# Text Classification - Vanilla Embeddings

----



## $\color{blue}{Sections:}$
* Preamble
* Admin - importing libraries
* Load - Loading our data from pandas
* Embeddings - create the embeddings
* Save - save the embeddings on dataframes and docs

## $\color{blue}{Preamble:}$

This note book will create embeddings and update dataframes and docs with embeddings from 'thenlper/gte-base'.

## $\color{blue}{Admin:}$


In [None]:
from google.colab import drive

In [None]:
drive.mount("/content/drive")
%cd '/content/drive/MyDrive/'


Mounted at /content/drive
/content/drive/MyDrive


In [None]:
%%capture
!pip install sentence-transformers huggingface_hub

In [None]:
%%capture
!pip install dill
!pip install langchain

## $\color{blue}{Load:}$

In [None]:
import pandas as pd
path = "class/datasets/"
df_train = pd.read_pickle(path + "df_train")
df_dev = pd.read_pickle(path + "df_dev")
df_test = pd.read_pickle(path + "df_test")

In [None]:
import dill
def save_langchain_docs(docs, filename):
    """Save a list of Langchain Documents to a .dill file."""
    with open(filename, 'wb') as f:
        dill.dump(docs, f)
    print(f"Documents saved to {filename}")

def load_langchain_docs(filename):
    """Load a list of Langchain Documents from a .dill file."""
    with open(filename, 'rb') as f:
        docs = dill.load(f)
    print(f"Documents loaded from {filename}")
    return docs

In [None]:
docs_train = load_langchain_docs(path + "docs_train")
docs_dev = load_langchain_docs(path + "docs_dev")
docs_test = load_langchain_docs(path + "docs_test")

Documents loaded from class/datasets/docs_train
Documents loaded from class/datasets/docs_dev
Documents loaded from class/datasets/docs_test


## $\color{blue}{Embeddings:}$

In [None]:
import os
from getpass import getpass
from huggingface_hub import login

# Prompt for your Hugging Face token securely
token = getpass("Please enter your Hugging Face token: ")

Please enter your Hugging Face token: ··········


In [None]:
# Use the token for Hugging Face login
if token:
    print("HuggingFace token has been successfully entered.")
    login(token=token)
else:
    print("Continuing without Hugging Face login")

HuggingFace token has been successfully entered.
The token has not been saved to the git credentials helper.
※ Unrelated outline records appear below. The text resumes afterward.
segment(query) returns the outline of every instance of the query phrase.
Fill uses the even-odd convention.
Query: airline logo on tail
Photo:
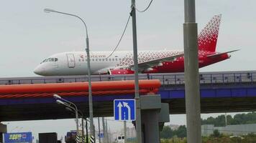
[[[199,51],[214,52],[217,44],[221,14],[214,16],[198,35]]]

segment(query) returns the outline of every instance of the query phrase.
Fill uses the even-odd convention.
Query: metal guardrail
[[[256,82],[256,71],[201,72],[199,75],[201,84],[227,84]],[[133,74],[93,75],[92,82],[133,80]],[[139,79],[159,79],[162,85],[184,84],[183,73],[141,74]],[[88,82],[87,76],[58,76],[0,78],[0,84],[47,84]]]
Pass `add_to_git_credential=True` in this function directly or `--add-to-git-credential` if using via `huggingface-cli` if you want to set the git credential as well.
Token is valid (permission: write).
Your token has been saved to /root/.cache/huggingface/token
Login successful


In [None]:
from sentence_transformers import SentenceTransformer
from tqdm import tqdm

test_sentence = 'This is a test'
model = SentenceTransformer('thenlper/gte-base')
test_embedding = model.encode(test_sentence, convert_to_tensor=True)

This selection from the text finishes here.